Time limit: 1 second

Approaches

01 Approach

  1. To find the frequency of each word we need to extract the words from the paragraph.
  2. So we will convert all the punctuation to space in the paragraph and lowercase alphabets to uppercase.
  3. Now we can use the library function (e.g sstream in C++) to extract words from the paragraph in an array of strings say WORDS.
  4. We will iterate over WORDS and do:
    1. Iterate over the banned array and check if the current word is present in banned or not.
    2. If not present in banned we will run another loop on WORDS to find its frequency.
    3. If the frequency of the current word is greater than the max frequency then update the max frequency and answer(the string that function will return).
  5. After the 4th step, we will have a word that is not banned and have the maximum frequency.

02 Approach

First of all, we need to extract all words into an array of strings.
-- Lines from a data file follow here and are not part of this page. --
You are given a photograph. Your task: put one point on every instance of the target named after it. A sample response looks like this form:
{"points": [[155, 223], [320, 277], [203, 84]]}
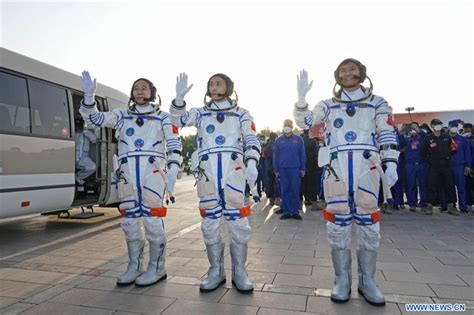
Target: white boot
{"points": [[240, 279], [341, 260], [366, 260], [156, 267], [216, 273], [135, 263]]}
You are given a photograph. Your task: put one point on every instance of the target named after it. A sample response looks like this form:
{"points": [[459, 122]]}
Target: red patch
{"points": [[175, 130], [390, 120]]}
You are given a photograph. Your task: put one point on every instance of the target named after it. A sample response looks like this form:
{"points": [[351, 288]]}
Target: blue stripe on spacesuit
{"points": [[183, 119], [336, 201], [149, 189], [368, 191], [137, 177], [350, 162], [219, 179], [233, 188]]}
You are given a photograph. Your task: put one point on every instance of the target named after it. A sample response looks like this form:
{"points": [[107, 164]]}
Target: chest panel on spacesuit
{"points": [[220, 130], [147, 138], [351, 123]]}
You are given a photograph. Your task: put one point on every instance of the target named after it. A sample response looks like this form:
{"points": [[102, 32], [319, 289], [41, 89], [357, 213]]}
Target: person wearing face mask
{"points": [[261, 179], [289, 164], [415, 167], [228, 154], [272, 187], [437, 149], [360, 137], [149, 156], [467, 127], [460, 164]]}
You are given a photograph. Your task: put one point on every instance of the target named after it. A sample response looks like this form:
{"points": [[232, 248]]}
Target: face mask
{"points": [[437, 127]]}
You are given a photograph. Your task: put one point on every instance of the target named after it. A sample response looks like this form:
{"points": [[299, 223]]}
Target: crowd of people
{"points": [[363, 159], [440, 174]]}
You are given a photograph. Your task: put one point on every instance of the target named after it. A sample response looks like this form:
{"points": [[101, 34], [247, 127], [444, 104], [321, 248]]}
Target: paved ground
{"points": [[59, 266]]}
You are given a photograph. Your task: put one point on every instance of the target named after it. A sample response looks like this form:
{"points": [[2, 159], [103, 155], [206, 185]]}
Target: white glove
{"points": [[171, 176], [251, 173], [89, 87], [182, 88], [303, 87], [391, 173]]}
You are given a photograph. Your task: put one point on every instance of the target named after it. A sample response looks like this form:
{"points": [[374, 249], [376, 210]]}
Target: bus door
{"points": [[90, 158]]}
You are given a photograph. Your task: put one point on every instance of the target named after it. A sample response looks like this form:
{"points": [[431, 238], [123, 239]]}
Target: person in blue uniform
{"points": [[289, 163], [460, 163], [415, 167]]}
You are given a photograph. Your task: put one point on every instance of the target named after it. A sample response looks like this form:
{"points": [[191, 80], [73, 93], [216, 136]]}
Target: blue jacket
{"points": [[289, 152], [412, 146], [463, 153]]}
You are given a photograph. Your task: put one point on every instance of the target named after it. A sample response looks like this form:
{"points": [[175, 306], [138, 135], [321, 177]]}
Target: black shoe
{"points": [[297, 217]]}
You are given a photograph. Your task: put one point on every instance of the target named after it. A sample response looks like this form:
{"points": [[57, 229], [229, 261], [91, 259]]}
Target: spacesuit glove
{"points": [[391, 173], [182, 88], [251, 173], [89, 87], [171, 176], [303, 88]]}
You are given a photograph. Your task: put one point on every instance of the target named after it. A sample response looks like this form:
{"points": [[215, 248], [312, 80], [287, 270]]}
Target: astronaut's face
{"points": [[217, 89], [350, 75], [141, 92]]}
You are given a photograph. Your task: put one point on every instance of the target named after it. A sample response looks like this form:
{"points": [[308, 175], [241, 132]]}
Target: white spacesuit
{"points": [[83, 161], [147, 144], [360, 135], [223, 166]]}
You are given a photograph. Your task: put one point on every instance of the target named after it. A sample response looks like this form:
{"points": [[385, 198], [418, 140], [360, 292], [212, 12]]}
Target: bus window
{"points": [[50, 110], [14, 113]]}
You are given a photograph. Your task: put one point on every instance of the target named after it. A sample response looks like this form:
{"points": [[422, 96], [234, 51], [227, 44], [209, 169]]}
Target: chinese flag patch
{"points": [[390, 120], [253, 127], [175, 130]]}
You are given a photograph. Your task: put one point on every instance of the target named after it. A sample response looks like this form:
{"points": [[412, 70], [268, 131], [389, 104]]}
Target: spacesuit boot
{"points": [[240, 279], [156, 267], [452, 209], [216, 273], [341, 260], [366, 260], [428, 209], [135, 264]]}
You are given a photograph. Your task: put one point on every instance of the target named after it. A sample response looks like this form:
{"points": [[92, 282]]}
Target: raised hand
{"points": [[182, 87]]}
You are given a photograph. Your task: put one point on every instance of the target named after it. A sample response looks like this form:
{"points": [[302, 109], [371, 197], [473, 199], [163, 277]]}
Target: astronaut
{"points": [[83, 162], [360, 135], [149, 156], [227, 156]]}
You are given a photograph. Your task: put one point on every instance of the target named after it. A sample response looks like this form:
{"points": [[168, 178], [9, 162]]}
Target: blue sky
{"points": [[418, 53]]}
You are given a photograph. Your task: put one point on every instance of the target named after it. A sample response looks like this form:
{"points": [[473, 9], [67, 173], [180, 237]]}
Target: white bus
{"points": [[39, 105]]}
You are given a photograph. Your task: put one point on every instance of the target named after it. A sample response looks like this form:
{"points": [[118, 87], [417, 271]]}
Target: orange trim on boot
{"points": [[329, 216], [245, 211], [375, 216], [158, 212]]}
We can do this the same way as we did in the earlier approach. But this time we will use Hashmap to store the frequency of each word and a Set to store the banned words so that we can check if the word is banned or not in constant time.
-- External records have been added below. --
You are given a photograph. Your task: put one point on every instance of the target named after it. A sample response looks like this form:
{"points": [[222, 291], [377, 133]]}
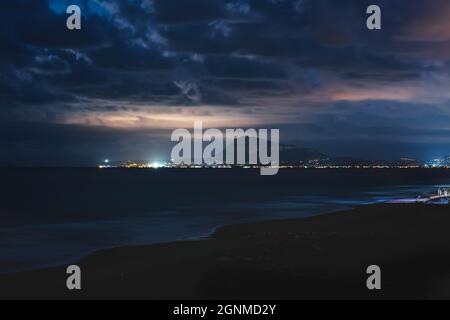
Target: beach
{"points": [[320, 257]]}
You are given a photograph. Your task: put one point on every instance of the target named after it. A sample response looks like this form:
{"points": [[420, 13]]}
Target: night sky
{"points": [[139, 69]]}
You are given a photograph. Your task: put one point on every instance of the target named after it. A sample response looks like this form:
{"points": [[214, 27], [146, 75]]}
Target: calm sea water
{"points": [[56, 216]]}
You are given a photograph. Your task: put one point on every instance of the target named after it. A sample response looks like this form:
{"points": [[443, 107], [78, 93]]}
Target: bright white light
{"points": [[156, 165]]}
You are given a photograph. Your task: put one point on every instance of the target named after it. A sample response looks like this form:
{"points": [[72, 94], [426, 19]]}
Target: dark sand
{"points": [[319, 257]]}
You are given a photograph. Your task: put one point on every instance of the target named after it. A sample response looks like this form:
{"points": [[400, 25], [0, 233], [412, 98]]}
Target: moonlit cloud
{"points": [[139, 69]]}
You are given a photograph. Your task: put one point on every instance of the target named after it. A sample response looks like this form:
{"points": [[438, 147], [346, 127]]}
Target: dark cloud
{"points": [[265, 54]]}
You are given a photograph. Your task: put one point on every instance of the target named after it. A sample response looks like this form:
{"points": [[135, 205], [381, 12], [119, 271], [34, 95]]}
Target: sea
{"points": [[56, 216]]}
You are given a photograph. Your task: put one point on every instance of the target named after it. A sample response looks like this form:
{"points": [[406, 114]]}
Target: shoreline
{"points": [[317, 257]]}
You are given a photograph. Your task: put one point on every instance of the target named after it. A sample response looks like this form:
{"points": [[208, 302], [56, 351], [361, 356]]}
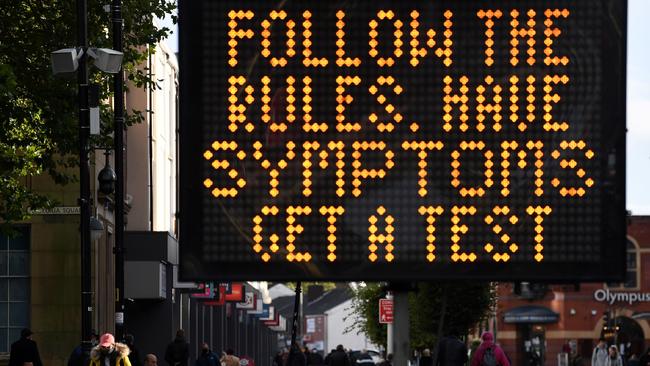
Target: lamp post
{"points": [[69, 60], [118, 135], [84, 179]]}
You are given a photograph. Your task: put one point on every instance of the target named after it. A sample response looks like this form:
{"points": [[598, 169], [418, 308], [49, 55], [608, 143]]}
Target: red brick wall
{"points": [[582, 326]]}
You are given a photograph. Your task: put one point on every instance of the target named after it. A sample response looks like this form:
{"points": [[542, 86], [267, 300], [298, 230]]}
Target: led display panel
{"points": [[402, 140]]}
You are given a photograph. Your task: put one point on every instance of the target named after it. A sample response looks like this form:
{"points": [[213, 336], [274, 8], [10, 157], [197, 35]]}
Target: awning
{"points": [[531, 314]]}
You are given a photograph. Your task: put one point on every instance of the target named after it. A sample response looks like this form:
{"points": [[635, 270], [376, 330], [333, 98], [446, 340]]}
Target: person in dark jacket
{"points": [[109, 353], [388, 361], [329, 355], [364, 359], [451, 351], [207, 357], [24, 350], [339, 357], [134, 356], [488, 343], [178, 351], [426, 359], [296, 356], [77, 356], [645, 358], [314, 358]]}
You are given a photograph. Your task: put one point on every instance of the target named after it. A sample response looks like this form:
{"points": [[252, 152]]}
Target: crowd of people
{"points": [[106, 351], [450, 351]]}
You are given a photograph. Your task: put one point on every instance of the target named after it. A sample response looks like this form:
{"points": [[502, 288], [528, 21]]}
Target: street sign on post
{"points": [[410, 140], [385, 311]]}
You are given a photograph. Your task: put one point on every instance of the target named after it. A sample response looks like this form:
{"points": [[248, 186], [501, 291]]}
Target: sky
{"points": [[638, 104]]}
  1. Let's say we have given a paragraph P.
  2. Let’s say the array of words is WORDS.
  3. We are using an unordered_map called MYMAP as Hashmap.
  4. We are also using a Set called MYSET to store banned words.
  5. Let’s say MXCOUNT=0 and ANS is an empty string.
  6. Iterate over WORDS[i] for each 0 <= i < WORDS.size() and do:
    1. If WORDS[i] is present in MYSET go to step 6.
    2. MYMAP[ WORDS[i] ] += 1.
    3. Initialize an integer variable COUNT=.MYMAP[ WORDS[i] ].
    4. If COUNT > MXCOUNT then do :
      1. MXCOUNT = COUNT
      2. ANS = WORDS[i]
  7. Return ANS.

03 Approach

We can solve this problem without extracting words into extra space and without storing Banned into Set. We will only be using a Hashmap to store the frequency of words and will initialize the Banned words with a minimum value of INTEGER say INT_MIN. And from the given constraint we know once initialized with INT_MIN Banned words frequency can never reach a positive value. And the algorithm for processing words is given below:

  1. Let's say we have given a paragraph P.
  2. We are using an unordered_map called MYMAP as Hashmap.
  3. Set the MYMAP value for banned words as INT_MIN.
  4. Iterate over P[i] for each 0 <= i < N and do:
    1. If P[i] is alphabet:
      1. Convert P[i] to uppercase and append to TEMP.
    2. If P[i] is a space or punctuation :
      1. MYMAP[TEMP] += 1.
      2. Set TEMP=””.
  5. Return the word with max frequency.